Following the war, Florin entered politics in the German Democratic Republic and served as vice-president of the regional parliament of Wittenberg, while working as chief editor of the daily newspaper Freiheit. Then, from 1949 to 1952, he was an advisor for the East German ministry of foreign affairs. In 1953, he was promoted to the head of the Department for International Relations of the Socialist Unity Party of Germany's central committee. From 1954 to 1971, he was a member of the country's parliamentary committee on foreign affairs, which he presided over for a time.

From 1967 to 1969, Florin was East Germany's ambassador to Czechoslovakia. He supported the Soviet crushing of the Prague Spring uprising in 1968. In 1969, he was named secretary of state and first deputy foreign minister.

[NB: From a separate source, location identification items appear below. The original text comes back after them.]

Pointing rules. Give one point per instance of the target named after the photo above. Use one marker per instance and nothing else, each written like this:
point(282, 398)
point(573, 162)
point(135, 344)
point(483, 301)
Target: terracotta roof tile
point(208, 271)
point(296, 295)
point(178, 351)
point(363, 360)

From 1973 to 1982, Florin was the German Democratic Republic's permanent representative to the United Nations. In 1982, he became president of the national commission for UNESCO in East Germany. In 1987 and 1988, he presided over the forty-second session of the United Nations General Assembly.

==Personal life==
Peter Florin was married, and had three children. His wife Edel was, in the late 1980s, a professor of Russian literature at Humboldt University in East Berlin.

Florin spoke fluent German, Russian and English, and good French. During his presidency of the United Nations General Assembly, he was, according to the New York Times, "nicknamed 'Comrade Glasnost' by delegates, who s[aw] him as him a symbol of the modern Communist of the Gorbachev era."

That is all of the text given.